The boys and young men who leave the West and go to join ISIS mostly do so for the delights of thuggery, loot, rape and pillage that it offers them. The girls and young women who leave the West and go to become consorts of these miscreants do so because they like ‘bad boys’ who get high on thuggery, loot, rape and pillage, and thereby become aiders and abettors. I see no reason to don kid gloves when dealing with them – and I most certainly will not think of them as ‘good girls’ led astray by ‘bad boys’ or by anyone else for that matter. They knowingly made their choice and should face the full consequences thereof. This may include some tit-for-tat justice when the ISIS bubble bursts for them, and I for one won’t be shedding any tears over those who end their days finding out that “what goes ‘round, comes ‘round”.

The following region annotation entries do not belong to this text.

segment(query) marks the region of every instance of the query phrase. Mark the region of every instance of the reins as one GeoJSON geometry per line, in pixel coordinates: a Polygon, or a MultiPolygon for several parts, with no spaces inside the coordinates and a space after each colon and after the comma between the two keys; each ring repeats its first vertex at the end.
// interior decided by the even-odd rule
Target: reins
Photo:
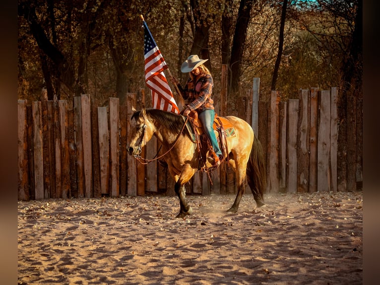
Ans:
{"type": "Polygon", "coordinates": [[[182,129],[181,130],[181,132],[178,134],[178,136],[177,136],[177,138],[176,139],[176,141],[174,142],[174,143],[173,143],[173,145],[172,145],[172,147],[170,147],[170,148],[166,151],[165,153],[162,154],[162,155],[160,155],[160,156],[158,156],[158,157],[156,157],[157,155],[158,154],[158,152],[160,151],[160,149],[161,149],[161,147],[160,147],[160,149],[158,150],[158,151],[157,151],[157,154],[154,156],[154,157],[152,158],[151,159],[146,159],[145,158],[144,158],[143,157],[141,157],[141,155],[140,155],[140,153],[141,153],[141,144],[142,144],[142,141],[144,140],[144,137],[145,137],[145,129],[146,128],[146,125],[145,123],[145,117],[144,117],[144,131],[142,132],[141,136],[141,139],[140,140],[140,142],[138,144],[138,149],[140,151],[138,154],[135,154],[134,157],[136,158],[139,162],[140,162],[141,164],[147,164],[149,162],[151,162],[152,161],[154,161],[154,160],[157,160],[158,159],[159,159],[163,156],[164,156],[166,154],[167,154],[169,151],[170,151],[172,149],[173,149],[173,148],[174,147],[174,146],[177,143],[177,142],[178,141],[178,140],[180,139],[180,136],[182,134],[182,132],[184,131],[184,130],[185,130],[185,128],[186,126],[186,123],[188,122],[188,121],[189,120],[189,116],[186,116],[186,120],[185,121],[185,123],[184,124],[184,126],[182,127],[182,129]],[[145,162],[146,161],[146,162],[145,162]]]}

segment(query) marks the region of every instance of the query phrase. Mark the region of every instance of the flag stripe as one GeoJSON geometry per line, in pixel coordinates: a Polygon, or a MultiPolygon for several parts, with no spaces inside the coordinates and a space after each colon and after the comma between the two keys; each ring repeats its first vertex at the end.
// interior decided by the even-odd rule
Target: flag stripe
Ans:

Barend Vlaardingerbroek BSc (Auckland), BA, BEdSt (Queensland), DipCommonLaw, PGDipLaws (London), MAppSc (Curtin), PhD (Otago), is associate professor of education at the American University of Beirut and a regular contributor to Breaking Views on geopolitical and social issues. Feedback welcome at


Anonymous said...

My sentiments exactly Barend.....

P Mundell said...

... and your article goes a long way to explaining the anti-authoritarian grip that the 'macho' element increasingly exercises in our parks, playgrounds and schools, here and elsewhere, in the West. Rebellion, anti-social behaviour and theatrical defiance by the local 'hoods' create the perverse appeal you illustrate very well. Social media magnify the allure enormously. Take time to actually listen to the lyrics of 'rap' music. Filth dressed up as finery - normalising brutality and numbing better judgement. The influence of parents, teachers and the church has been weakened and obstructed by advocates of unfettered freedom in all things. Archaic it may well be but History is stained with the blood and tears of countless victims when 'bad-boy' behaviour, and fanfare, flourish.